Deep tunnel sebenarnya bukan barang baru. Konsep ini pernah
menarik perhatian Bang Yos pada pada 2007, yang waktu itu dipaparkan oleh Badan
Regulator Jakarta. Pada waktu era kepemimpinan Bang Foke, gagasan ini juga
pernah dibahas berkali-kali, tapi masih tetap sebatas wacana, Foke sendiri yang
mengatakannya pada waktu itu. Peran Dr.
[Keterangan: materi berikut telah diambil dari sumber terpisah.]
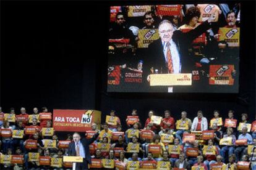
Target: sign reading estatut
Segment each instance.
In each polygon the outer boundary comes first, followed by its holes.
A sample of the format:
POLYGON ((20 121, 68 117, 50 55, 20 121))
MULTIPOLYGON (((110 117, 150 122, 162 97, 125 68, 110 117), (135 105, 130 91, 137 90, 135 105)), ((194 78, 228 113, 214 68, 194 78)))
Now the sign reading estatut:
POLYGON ((101 111, 93 110, 54 110, 53 127, 56 131, 90 131, 93 123, 100 126, 101 115, 101 111))

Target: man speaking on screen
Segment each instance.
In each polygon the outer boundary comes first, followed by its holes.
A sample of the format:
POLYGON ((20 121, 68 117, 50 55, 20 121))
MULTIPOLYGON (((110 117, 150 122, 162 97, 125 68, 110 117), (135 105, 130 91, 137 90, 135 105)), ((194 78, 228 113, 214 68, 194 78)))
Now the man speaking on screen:
POLYGON ((75 169, 88 169, 88 164, 91 163, 91 155, 90 155, 89 145, 95 140, 99 136, 99 131, 93 137, 90 139, 84 137, 81 139, 81 136, 77 132, 73 134, 73 142, 69 145, 67 154, 69 156, 81 156, 83 158, 82 163, 77 163, 75 169))
POLYGON ((147 81, 150 81, 150 74, 191 73, 195 62, 188 55, 188 47, 195 38, 212 28, 215 20, 213 14, 208 20, 187 33, 175 30, 169 20, 160 22, 158 27, 160 38, 149 45, 145 59, 146 71, 150 71, 147 81))

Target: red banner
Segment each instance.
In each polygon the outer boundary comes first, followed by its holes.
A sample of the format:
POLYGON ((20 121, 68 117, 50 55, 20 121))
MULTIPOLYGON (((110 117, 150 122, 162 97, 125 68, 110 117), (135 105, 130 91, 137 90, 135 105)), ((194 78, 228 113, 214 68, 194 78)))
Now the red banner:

Firdaus Ali, yang merupakan penggagas utama,
amat besar dalam pengenalan konsep ini, bukan saja karena dia mendalami konsep dan teknologinya, akan tetapi juga dia meyakini benar bahwa gagasannya itu layak dan
pantas untuk dilaksanakan. “Kita
menerapkan ini, berarti lompatan 100 langkah ke depan dibanding negara-negara
lain.” ujar Firdaus sebagimana dikatakannya pada Tempo, 13 Januari 2013 yang
lalu.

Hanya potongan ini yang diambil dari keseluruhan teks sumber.